## Introduction

In this notebook, we are going to use the `fit` function to train a UniRep model.

## Imports

Here are the imports that we are going to need for the notebook.

In [None]:
from jax.random import PRNGKey

from jax_unirep import fit
from jax_unirep.evotuning_models import mlstm64

## Sequences

We'll prepare a bunch of dummy sequences. 

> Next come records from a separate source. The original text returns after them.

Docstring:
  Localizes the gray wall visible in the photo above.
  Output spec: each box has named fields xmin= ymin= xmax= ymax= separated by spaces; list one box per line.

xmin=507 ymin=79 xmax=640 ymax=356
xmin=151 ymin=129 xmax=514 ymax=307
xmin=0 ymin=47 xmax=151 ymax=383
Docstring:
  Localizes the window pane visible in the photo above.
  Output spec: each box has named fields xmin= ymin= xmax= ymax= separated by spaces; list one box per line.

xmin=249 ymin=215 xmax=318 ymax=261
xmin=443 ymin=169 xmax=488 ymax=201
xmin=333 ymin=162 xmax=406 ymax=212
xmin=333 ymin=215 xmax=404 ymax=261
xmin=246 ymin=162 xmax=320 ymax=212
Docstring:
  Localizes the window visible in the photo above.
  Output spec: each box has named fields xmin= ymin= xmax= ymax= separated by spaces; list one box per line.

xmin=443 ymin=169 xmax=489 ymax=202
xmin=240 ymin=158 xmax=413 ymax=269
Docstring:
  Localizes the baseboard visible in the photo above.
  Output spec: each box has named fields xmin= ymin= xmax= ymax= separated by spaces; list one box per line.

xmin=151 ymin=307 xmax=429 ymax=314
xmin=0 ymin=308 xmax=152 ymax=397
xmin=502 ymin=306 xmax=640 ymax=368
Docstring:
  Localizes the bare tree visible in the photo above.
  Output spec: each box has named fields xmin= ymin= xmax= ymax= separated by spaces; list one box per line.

In your _actual_ use case, you'll probably need to find a way to load your sequences into memory as a **list of strings**. (We try our best to stick with Python idioms.)

In [None]:
sequences = ["HASTA", "VISTA", "ALAVA", "LIMED", "HAST", "HAS", "HASVASTA"] * 5
holdout_sequences = [
    "HASTA",
    "VISTA",
    "ALAVA",
    "LIMED",
    "HAST",
    "HASVALTA",
] * 5

## Example 1: Default mLSTM model

In this first example, we'll use a default mLSTM1900 model with the shipped weights that are provided.

Nothing needs to be passed in except for:

1. The sequences to evotune against, and
2. The number of epochs.

It's the easiest/fastest way to get up and running.

In [None]:
# First way: Use the default mLSTM1900 weights with mLSTM1900 model.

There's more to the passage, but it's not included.